Cuando digo capitalismo con todas las letras, pienso en lo que plantea Piketty, que “la desigualdad no es necesariamente mala: el tema central es saber si se justifica, si tiene razones de ser”, la otra vertiente, la otra estribación local de la gran bifurcación que vive hoy el mundo, es la que se autoproclamó un “modelo de desarrollo”, cuando en realidad no fue otra cosa que una variante displicente del neodesarrollismo con industria pigmea.

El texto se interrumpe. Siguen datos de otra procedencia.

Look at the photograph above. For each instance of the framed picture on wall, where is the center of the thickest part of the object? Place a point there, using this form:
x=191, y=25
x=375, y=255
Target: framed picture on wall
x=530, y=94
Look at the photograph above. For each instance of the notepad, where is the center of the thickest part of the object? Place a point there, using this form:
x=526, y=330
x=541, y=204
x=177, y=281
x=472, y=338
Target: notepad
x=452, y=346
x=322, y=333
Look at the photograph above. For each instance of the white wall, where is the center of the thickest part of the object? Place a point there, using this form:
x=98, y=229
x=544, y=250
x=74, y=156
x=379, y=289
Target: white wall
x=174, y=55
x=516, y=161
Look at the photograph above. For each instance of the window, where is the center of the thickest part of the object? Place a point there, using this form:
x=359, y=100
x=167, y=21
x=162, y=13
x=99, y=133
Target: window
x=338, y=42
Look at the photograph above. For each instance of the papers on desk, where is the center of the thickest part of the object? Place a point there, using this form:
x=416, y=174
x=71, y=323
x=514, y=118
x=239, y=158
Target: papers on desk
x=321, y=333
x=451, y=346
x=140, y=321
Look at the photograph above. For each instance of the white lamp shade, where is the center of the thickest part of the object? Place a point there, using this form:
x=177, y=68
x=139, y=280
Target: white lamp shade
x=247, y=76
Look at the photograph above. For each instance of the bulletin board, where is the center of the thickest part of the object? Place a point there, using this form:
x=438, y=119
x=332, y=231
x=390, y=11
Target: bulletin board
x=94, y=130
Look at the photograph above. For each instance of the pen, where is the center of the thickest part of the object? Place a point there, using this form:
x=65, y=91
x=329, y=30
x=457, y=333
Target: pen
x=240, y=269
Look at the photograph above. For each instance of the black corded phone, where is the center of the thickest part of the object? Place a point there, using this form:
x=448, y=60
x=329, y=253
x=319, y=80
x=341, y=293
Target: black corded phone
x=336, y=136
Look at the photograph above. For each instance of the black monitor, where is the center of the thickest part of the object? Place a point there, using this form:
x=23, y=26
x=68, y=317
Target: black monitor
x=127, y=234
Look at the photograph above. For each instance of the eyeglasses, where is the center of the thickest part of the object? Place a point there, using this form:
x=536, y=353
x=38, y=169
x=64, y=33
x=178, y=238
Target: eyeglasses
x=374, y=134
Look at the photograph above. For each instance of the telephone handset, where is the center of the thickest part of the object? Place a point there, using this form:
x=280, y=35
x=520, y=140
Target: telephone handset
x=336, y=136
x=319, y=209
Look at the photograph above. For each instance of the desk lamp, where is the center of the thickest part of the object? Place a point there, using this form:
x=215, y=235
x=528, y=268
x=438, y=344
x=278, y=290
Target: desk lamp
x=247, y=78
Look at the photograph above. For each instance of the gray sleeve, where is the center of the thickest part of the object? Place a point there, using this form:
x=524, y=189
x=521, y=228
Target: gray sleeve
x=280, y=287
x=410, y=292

Ambas posturas, antes que el razonamiento, procuran el escándalo. Dificultan la comprensión de la que es, por estas horas, quizás, la contradicción central, la destrucción lenta y constante de la clase media patrimonial, que fue una de las más, si no la más, importante innovación social de la humanidad. Comparable al celibato de los clérigos de la sociedad medieval o a la extensión de la imprenta, el libro y la cultura letrada de la temprana sociedad moderna, por mencionar sólo dos innovaciones hoy devaluadas, por supuesto, en la era zombie de las pantallas.
“En este torbellino donde nada importa”, diría Charly, a la ciencia le cabe la tarea de refinar el sentido común, instrumentar los conocimientos, evitar las distorsiones de la ideología. Esta advertencia puede formularse de mil modos, al breviario, le bastarán un par de ejemplos: las interpretaciones a la ligera que se hicieron de la Revolución Rusa y la no menos tóxica postura engendrada en torno a los discursos de poder de los voceros del Washington Consensus.
Teoría de calibre
La economía es un terreno particularmente difícil porque todos creen “tener la posta”. Y en la arena pública, generalmente, los argumentos refinados se desacreditan de acuerdo a quien los ofrece, a los motivos de quien los sostiene, a sus intereses personales. Ésta es también la era de la sospecha, una edad oscura en la cual, la mera denuncia, constituye ya un juicio. Las redes sociales expanden ad infinitun el alcance del razonamiento ordinario, donde el afán en la lógica acusatoria, con la que se expresan las clases populares, puede entenderse sociológicamente, como la compensación de su caída, la destilería, la suma catártica de su insignificancia.
Por fuera o por encima del lodazal en el que cohabitan, fantasmagóricamente, los que “se robaron todo” y los “que son la dictadura”, sobreviven a duras penas los teoremas, las hipótesis, los axiomas, los principios, el domino de lo abstracto y generalizador.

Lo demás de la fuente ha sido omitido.